Specific Constraints
The paper extensively formulates projection gradients for various specific constraints:
- Stretching
- Bending
- Isometric bending
- Collisions
- Volume conservation
- Long range attachments
- Strands
- Continuous materials
- Rigid body dynamics
- Fluids
- Shape matching
Discussion
Advantages:
- Computes positions directly (a geometric/quasi-static problem) rather than integrating accelerations.

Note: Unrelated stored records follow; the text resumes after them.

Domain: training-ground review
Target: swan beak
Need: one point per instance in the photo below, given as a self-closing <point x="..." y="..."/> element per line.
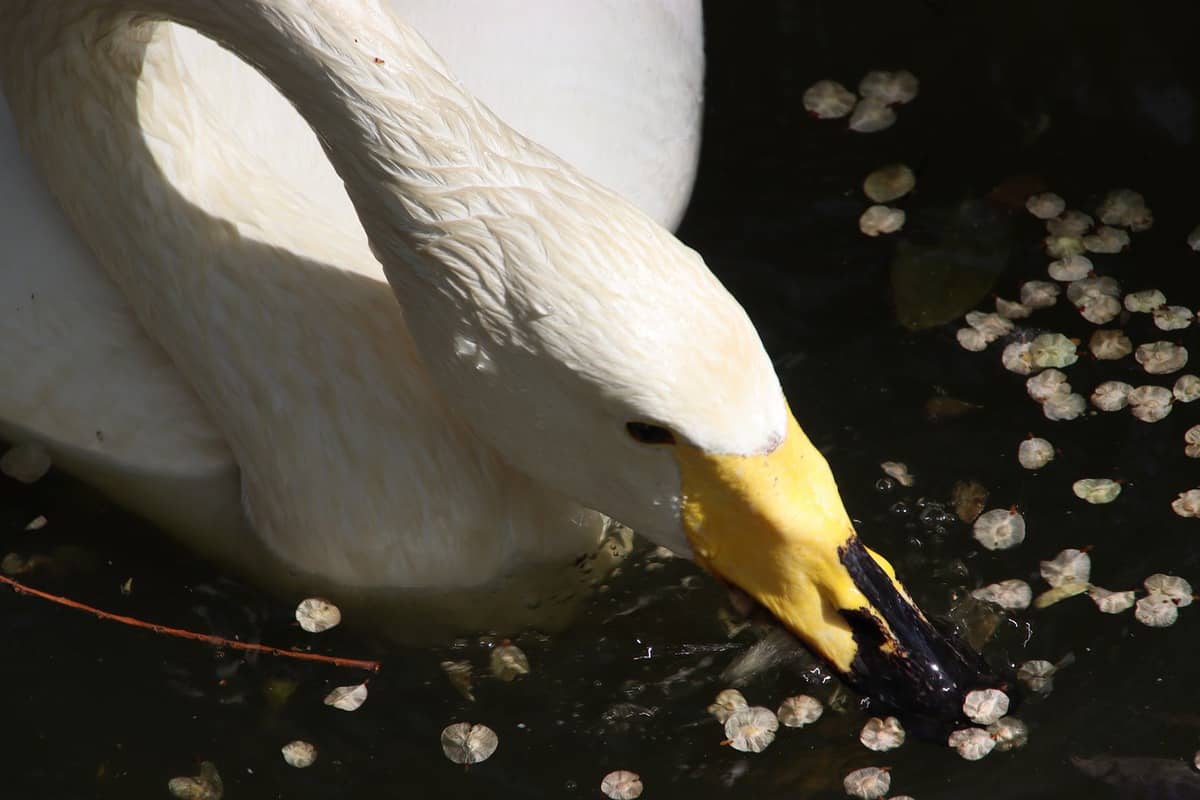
<point x="774" y="525"/>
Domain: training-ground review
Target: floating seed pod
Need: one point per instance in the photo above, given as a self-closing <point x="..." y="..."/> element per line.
<point x="871" y="115"/>
<point x="868" y="783"/>
<point x="1053" y="350"/>
<point x="1111" y="602"/>
<point x="1045" y="205"/>
<point x="1009" y="310"/>
<point x="985" y="705"/>
<point x="1071" y="268"/>
<point x="347" y="698"/>
<point x="1107" y="240"/>
<point x="1008" y="733"/>
<point x="972" y="744"/>
<point x="1012" y="595"/>
<point x="1000" y="529"/>
<point x="25" y="463"/>
<point x="750" y="731"/>
<point x="726" y="703"/>
<point x="1069" y="223"/>
<point x="1187" y="389"/>
<point x="468" y="744"/>
<point x="1111" y="395"/>
<point x="1069" y="566"/>
<point x="1047" y="384"/>
<point x="622" y="785"/>
<point x="891" y="88"/>
<point x="881" y="220"/>
<point x="898" y="470"/>
<point x="1015" y="358"/>
<point x="1035" y="452"/>
<point x="317" y="614"/>
<point x="299" y="753"/>
<point x="882" y="735"/>
<point x="828" y="100"/>
<point x="1171" y="587"/>
<point x="1039" y="294"/>
<point x="801" y="710"/>
<point x="1145" y="301"/>
<point x="1150" y="403"/>
<point x="1187" y="504"/>
<point x="1096" y="491"/>
<point x="1110" y="346"/>
<point x="1173" y="318"/>
<point x="1156" y="611"/>
<point x="1061" y="408"/>
<point x="888" y="184"/>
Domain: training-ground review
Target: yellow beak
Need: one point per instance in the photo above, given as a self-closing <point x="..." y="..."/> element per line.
<point x="774" y="525"/>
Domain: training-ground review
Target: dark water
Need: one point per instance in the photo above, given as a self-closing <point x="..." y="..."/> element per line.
<point x="1083" y="97"/>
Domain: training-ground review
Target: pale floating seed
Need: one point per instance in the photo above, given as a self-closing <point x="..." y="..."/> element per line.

- Extremely fast, unconditionally stable, and controllable (eliminates overshoot issues from stiff springs).
- Highly suitable for VR, games, and VFX (prioritizes visual plausibility over strict physical accuracy).
Limitations:
- Stiffness coupling: Macroscopic stiffness relies heavily on time step size $\Delta t$ and iteration count, not just the stiffness parameter $k$. (Solved in later works like XPBD).
- Convergence: As a smoother, Gauss-Seidel is not mathematically guaranteed to converge to a unique global solution, especially with conflicting constraints.